Who Is Jack Smith? More on the New Special Counsel Investigating Trump
Smith has promised to “exercise independent judgement” in his investigation into Donald Trump.
Jack Smith, the newly appointed special counsel to investigate Donald Trump, has a long history of investigating criminal cases.
Smith, who was appointed by Attorney General Merrick Garland on Friday to investigate Trump’s role in the January 6 attack and his handling of classified documents, has promised to “exercise independent judgment” in the case.
He started his career in the 1990s, first as a prosecutor in the Manhattan district attorney’s office and then in a similar position at the U.S. attorney’s office in Brooklyn.
After almost two decades there, Smith moved to the Netherlands, where he oversaw war crimes investigations at the International Criminal Court in the Hague.
He has also worked with the U.S. Department of Justice before, from 2010 to 2015, when he served as chief of the Public Integrity Section overseeing public corruption and elections-related investigations.

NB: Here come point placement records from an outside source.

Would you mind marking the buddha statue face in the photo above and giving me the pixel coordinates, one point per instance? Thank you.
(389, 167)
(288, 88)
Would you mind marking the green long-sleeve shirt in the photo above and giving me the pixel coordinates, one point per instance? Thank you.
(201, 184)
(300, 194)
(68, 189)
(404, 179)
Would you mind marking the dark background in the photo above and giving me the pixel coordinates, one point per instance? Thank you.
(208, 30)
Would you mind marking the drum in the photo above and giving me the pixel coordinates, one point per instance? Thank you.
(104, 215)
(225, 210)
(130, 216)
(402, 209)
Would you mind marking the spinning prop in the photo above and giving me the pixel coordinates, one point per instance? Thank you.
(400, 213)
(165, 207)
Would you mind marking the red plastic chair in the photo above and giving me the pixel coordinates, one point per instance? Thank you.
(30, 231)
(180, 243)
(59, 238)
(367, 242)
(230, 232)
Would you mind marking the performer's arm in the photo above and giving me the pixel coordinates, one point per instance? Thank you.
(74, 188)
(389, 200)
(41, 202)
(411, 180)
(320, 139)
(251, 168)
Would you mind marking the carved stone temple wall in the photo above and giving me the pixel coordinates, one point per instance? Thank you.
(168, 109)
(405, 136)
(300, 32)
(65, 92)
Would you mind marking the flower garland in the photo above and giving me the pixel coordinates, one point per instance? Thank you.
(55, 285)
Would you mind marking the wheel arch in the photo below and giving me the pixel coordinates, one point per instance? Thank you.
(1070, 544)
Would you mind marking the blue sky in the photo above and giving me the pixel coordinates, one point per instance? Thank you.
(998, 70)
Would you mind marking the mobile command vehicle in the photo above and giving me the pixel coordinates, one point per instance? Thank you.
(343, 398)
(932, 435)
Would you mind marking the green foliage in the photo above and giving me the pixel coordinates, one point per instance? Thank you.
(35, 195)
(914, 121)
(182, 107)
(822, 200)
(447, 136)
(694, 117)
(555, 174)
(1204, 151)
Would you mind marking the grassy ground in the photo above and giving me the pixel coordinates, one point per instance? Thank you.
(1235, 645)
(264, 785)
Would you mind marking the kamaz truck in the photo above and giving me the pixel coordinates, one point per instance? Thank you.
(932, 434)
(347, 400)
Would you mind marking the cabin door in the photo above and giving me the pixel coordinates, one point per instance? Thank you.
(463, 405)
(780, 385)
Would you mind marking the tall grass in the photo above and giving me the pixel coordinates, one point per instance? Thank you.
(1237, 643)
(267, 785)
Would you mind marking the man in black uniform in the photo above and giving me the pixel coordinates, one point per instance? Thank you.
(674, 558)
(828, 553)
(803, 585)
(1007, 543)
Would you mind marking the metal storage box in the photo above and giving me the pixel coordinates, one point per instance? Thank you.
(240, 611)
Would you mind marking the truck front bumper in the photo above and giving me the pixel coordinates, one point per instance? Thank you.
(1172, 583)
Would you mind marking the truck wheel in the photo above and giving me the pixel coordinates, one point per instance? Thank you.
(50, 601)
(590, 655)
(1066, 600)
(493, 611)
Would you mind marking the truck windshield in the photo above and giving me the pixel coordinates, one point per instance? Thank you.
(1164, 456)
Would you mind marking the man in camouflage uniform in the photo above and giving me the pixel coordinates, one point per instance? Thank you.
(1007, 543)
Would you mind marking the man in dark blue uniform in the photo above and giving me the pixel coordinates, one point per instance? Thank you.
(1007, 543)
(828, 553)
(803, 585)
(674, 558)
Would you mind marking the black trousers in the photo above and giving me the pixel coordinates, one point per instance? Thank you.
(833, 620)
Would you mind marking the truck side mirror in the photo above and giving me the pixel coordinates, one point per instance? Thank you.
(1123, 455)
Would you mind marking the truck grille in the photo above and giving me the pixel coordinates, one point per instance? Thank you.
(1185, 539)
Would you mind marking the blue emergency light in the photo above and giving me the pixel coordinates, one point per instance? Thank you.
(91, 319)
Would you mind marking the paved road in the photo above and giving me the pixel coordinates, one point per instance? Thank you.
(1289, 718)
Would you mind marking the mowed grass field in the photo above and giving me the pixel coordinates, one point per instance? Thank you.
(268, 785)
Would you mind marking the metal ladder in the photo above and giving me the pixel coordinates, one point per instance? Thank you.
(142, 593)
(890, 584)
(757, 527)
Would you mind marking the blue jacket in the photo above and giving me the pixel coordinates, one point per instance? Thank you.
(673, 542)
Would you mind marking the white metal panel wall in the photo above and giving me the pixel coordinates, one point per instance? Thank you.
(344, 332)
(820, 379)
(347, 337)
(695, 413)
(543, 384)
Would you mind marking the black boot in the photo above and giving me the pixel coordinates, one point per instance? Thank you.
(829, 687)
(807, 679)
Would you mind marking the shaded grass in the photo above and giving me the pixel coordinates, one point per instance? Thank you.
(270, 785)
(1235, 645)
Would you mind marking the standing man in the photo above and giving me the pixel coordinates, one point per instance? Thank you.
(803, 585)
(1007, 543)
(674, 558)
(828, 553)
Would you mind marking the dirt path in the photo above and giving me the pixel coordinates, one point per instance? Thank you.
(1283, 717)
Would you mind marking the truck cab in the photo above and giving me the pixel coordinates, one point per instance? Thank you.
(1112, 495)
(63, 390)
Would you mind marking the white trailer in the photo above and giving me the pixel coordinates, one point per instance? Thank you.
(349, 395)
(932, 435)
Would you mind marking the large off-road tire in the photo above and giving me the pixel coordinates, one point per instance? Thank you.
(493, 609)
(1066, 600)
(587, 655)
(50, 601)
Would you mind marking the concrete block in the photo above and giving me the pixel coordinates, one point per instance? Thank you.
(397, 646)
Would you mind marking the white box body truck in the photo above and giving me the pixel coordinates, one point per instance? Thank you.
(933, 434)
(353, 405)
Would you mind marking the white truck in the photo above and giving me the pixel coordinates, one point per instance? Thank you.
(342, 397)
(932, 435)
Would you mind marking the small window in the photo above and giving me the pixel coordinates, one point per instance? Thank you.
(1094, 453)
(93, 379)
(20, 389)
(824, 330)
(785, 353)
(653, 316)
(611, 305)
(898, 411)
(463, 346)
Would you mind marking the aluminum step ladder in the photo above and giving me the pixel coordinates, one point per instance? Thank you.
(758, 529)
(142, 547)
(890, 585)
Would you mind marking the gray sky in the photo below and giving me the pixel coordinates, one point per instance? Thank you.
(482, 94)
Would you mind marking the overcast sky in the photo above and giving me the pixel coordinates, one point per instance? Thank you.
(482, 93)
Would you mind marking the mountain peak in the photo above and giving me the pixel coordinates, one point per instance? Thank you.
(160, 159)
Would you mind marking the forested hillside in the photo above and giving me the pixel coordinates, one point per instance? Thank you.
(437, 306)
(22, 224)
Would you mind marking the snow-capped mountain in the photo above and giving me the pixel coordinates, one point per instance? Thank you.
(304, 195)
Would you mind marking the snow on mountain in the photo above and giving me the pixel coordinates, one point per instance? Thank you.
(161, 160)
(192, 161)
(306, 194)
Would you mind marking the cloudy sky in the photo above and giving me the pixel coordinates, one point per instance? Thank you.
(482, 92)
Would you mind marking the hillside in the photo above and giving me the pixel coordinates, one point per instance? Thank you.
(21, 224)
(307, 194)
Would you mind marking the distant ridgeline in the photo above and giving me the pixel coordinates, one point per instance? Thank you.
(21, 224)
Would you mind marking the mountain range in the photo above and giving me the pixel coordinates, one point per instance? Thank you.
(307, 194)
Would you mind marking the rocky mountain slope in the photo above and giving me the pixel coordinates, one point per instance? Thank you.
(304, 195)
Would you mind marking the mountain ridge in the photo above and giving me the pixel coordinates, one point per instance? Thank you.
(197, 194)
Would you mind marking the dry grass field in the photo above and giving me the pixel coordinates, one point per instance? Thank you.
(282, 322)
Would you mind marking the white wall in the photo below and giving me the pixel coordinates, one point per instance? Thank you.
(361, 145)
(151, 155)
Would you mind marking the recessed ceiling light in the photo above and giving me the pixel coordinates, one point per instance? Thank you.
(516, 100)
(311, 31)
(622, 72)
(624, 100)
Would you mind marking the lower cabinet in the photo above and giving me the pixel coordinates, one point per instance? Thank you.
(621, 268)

In 2018, he became the chief prosecutor at the special court in the Hague investigating war crimes committed during the Kosovo War.*
During his previous tenure at the Justice Department, Smith and his team won two notable corruption cases. First, they won a conviction against former Virginia Governor Robert McDonnell, but the Supreme Court overturned it.
They also won a conviction against former Arizona Representative Rick Renzi, who was sentenced to three years in prison. Trump pardoned Renzi in January 2021, part of a slew of eleventh-hour pardons during his last days as president.
* This piece misstated when Smith investigated war crimes committed during the Kosovo War.